# Short Term Let



## Northernstar (Oct 3, 2010)

Hi,

Does anyone know any good sites for short term rentals in the alicante area?

Thanks

Helen x


----------



## JeanP (Sep 11, 2010)

Northernstar said:


> Hi,
> 
> Does anyone know any good sites for short term rentals in the alicante area?
> 
> ...


Hi Helen,

I found some good prospects for my fact finding trip at:
idealista.com — casas y pisos, alquiler y venta. anuncios gratis
or
Spanish property for sale: Find 100,000 Spanish properties for sale

Idealista is in Spanish but there is an option to view the site in english


----------



## Northernstar (Oct 3, 2010)

JeanP said:


> Hi Helen,
> 
> I found some good prospects for my fact finding trip at:
> idealista.com — casas y pisos, alquiler y venta. anuncios gratis
> ...


Thanks I will go check them out now, at the moment in 2 minds whether to book flights for November as one way is 99p, so adding everything on taxes, baggage, less then £400 for 8 of us.


----------



## djfwells (Sep 28, 2009)

JeanP said:


> Hi Helen,
> 
> I found some good prospects for my fact finding trip at:
> idealista.com — casas y pisos, alquiler y venta. anuncios gratis
> ...


You could also try :
Spanish property - Spain jobs - Spanish news - think-SPAIN.com
Spanish property for sale: Find 100,000 Spanish properties for sale

- Make sure you get a legal contract, in both English and Spanish !


----------



## JeanP (Sep 11, 2010)

Wow, cannot comment on travel expense. My flight is costing me about 1600euros return trip. Not as lucky as folks like you who live close by lol


----------



## xicoalc (Apr 20, 2010)

Northernstar said:


> Thanks I will go check them out now, at the moment in 2 minds whether to book flights for November as one way is 99p, so adding everything on taxes, baggage, less then £400 for 8 of us.

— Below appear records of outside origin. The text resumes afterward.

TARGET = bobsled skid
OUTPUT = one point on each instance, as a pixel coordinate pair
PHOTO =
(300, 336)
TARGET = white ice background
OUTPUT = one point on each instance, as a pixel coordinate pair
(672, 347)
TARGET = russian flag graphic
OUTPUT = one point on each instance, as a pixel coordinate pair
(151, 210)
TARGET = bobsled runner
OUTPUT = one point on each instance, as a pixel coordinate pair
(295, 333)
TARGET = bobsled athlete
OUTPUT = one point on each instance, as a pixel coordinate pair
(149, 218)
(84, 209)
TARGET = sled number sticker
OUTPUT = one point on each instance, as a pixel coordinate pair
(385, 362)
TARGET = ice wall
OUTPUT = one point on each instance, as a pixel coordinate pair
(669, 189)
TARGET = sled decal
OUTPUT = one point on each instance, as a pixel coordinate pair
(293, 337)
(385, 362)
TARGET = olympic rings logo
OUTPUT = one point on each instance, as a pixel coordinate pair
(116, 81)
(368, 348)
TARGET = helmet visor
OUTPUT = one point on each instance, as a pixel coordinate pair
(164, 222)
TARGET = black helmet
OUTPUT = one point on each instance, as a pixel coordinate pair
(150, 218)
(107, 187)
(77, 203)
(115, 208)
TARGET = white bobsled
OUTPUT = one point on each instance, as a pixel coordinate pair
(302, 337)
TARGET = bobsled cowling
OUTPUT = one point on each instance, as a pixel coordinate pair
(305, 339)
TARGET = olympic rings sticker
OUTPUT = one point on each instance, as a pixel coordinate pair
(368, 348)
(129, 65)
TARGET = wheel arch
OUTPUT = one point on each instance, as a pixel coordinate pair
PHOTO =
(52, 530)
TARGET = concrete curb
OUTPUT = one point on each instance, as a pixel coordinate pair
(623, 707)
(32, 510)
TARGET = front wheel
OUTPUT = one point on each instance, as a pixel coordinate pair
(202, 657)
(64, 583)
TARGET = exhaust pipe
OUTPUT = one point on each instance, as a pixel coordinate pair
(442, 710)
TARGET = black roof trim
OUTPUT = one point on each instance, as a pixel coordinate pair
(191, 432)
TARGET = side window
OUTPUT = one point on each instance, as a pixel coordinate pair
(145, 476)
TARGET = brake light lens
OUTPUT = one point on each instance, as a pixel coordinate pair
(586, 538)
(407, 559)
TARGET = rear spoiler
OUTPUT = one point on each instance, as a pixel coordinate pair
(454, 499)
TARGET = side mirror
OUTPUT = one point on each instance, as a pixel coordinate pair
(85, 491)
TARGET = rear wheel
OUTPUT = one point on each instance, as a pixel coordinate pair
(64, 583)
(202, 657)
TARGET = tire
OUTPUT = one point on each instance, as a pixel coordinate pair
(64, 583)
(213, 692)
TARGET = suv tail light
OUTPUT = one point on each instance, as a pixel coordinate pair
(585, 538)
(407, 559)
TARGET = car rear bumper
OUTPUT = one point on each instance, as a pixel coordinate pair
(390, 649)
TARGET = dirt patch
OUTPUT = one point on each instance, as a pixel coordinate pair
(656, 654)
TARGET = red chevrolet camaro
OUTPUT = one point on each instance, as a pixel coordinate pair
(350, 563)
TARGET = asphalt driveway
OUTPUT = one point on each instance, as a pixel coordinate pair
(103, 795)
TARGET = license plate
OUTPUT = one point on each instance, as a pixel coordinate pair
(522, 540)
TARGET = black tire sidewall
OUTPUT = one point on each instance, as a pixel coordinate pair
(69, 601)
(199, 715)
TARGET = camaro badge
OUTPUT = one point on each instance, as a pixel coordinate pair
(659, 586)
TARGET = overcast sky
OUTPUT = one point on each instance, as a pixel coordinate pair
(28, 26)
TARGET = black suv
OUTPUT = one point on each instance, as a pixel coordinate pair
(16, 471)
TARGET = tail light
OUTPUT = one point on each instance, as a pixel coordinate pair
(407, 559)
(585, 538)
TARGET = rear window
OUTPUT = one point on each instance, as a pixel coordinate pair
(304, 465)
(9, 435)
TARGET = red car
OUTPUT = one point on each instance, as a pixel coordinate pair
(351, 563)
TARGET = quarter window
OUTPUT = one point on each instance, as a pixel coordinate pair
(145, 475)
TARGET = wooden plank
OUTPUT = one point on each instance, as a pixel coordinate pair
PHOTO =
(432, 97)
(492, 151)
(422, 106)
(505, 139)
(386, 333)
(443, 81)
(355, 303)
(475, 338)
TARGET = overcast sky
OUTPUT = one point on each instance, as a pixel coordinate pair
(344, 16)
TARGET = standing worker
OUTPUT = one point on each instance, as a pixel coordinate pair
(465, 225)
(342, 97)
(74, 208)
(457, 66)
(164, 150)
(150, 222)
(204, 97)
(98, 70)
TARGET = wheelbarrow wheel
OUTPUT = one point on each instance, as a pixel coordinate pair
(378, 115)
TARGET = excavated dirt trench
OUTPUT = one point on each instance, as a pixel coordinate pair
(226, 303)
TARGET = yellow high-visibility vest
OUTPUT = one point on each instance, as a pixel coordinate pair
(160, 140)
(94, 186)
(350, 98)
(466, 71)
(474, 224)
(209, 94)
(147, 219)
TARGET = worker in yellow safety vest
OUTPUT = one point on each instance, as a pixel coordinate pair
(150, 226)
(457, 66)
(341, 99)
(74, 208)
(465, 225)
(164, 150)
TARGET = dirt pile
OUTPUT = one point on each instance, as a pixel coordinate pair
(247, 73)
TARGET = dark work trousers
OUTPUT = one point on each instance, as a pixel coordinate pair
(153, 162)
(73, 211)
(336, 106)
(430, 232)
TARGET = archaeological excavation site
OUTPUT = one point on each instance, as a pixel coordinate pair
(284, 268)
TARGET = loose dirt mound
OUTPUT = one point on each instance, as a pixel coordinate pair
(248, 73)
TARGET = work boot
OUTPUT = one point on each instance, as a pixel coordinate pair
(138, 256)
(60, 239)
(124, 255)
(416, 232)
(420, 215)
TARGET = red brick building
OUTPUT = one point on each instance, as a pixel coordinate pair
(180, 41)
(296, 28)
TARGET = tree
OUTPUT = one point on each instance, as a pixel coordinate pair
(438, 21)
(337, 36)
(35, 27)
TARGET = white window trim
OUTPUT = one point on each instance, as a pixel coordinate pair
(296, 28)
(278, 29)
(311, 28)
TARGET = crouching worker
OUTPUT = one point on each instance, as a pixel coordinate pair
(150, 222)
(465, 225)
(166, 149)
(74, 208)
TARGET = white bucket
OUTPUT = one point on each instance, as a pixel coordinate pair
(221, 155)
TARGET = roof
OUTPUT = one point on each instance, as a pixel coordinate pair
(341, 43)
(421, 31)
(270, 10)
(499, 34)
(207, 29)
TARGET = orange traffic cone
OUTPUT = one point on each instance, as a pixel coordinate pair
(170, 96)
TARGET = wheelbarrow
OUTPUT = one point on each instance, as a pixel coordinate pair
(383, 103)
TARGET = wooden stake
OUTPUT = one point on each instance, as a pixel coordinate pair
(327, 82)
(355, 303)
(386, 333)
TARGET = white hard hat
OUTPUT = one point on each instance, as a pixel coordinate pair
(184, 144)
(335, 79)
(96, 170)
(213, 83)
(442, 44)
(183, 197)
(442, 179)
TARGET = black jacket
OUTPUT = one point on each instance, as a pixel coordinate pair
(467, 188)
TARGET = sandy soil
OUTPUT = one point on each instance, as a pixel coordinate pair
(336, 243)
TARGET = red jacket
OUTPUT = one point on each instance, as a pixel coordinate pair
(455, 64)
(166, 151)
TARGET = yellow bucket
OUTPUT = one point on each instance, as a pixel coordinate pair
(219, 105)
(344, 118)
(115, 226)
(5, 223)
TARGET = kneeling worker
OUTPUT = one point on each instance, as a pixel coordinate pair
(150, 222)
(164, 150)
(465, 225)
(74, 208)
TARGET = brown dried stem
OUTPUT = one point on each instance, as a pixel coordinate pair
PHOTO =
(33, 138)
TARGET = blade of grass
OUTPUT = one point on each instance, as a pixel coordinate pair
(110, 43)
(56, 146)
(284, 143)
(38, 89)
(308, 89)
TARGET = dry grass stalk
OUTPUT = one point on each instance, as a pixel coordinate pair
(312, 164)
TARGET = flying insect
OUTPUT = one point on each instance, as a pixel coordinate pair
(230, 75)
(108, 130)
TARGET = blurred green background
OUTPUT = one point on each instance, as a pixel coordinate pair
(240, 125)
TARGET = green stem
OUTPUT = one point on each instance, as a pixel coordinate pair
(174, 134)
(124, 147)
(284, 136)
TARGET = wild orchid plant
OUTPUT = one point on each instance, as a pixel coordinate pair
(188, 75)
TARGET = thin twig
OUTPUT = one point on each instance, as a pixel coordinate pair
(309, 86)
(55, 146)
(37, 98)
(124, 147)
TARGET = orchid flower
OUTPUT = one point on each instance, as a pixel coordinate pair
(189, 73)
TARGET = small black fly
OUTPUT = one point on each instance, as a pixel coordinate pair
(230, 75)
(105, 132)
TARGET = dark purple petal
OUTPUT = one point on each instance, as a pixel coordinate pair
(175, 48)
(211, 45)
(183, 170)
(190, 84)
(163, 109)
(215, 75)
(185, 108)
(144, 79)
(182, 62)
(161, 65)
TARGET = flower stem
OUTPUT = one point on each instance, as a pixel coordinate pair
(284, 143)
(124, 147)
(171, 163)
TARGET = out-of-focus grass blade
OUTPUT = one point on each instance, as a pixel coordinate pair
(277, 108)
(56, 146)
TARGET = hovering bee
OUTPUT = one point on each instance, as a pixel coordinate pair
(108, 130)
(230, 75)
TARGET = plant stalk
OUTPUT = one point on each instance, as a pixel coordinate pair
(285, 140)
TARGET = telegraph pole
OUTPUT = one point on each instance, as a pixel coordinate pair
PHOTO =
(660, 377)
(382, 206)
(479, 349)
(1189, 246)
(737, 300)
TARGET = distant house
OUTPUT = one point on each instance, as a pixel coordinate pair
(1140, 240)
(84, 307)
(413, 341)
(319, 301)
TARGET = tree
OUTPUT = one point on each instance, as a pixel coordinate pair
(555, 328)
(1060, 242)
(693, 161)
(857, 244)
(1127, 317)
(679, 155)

Just love budget airlines... where else can you buy 8 flights at 99p each for just £400


----------



## Northernstar (Oct 3, 2010)

djfwells said:


> You could also try :
> Spanish property - Spain jobs - Spanish news - think-SPAIN.com
> Spanish property for sale: Find 100,000 Spanish properties for sale
> 
> - Make sure you get a legal contract, in both English and Spanish !


Thanks, will have a look at these also. x


----------



## Northernstar (Oct 3, 2010)

steve_in_spain said:


> Just love budget airlines... where else can you buy 8 flights at 99p each for just £400


lol I know the actual flights are £7.92......


----------



## xicoalc (Apr 20, 2010)

Northernstar said:


> lol I know the actual flights are £7.92......


loco... and al the rest in charges, and fees to pay by credit card!

and to take the biscuit even more, have you heard - ryan air are trying to get approval to ditch the co-pilot because "they hardly ever use them", instead training one of the trolly dollys (can I still say trolly dolly) to land the aircraft in an emergency. What a fabulous idea!!! I for one would not feel terribly comfortable is Shantel was in the middle of pouring me a coffee and suddenly said "ooh just finish pouring that yoruself will you, just popping up front to land this thing, the captain feels a bit queezy"

That man will stop at nothing to get publicity!!!!! GRRRRRRRRR 
:focus:


----------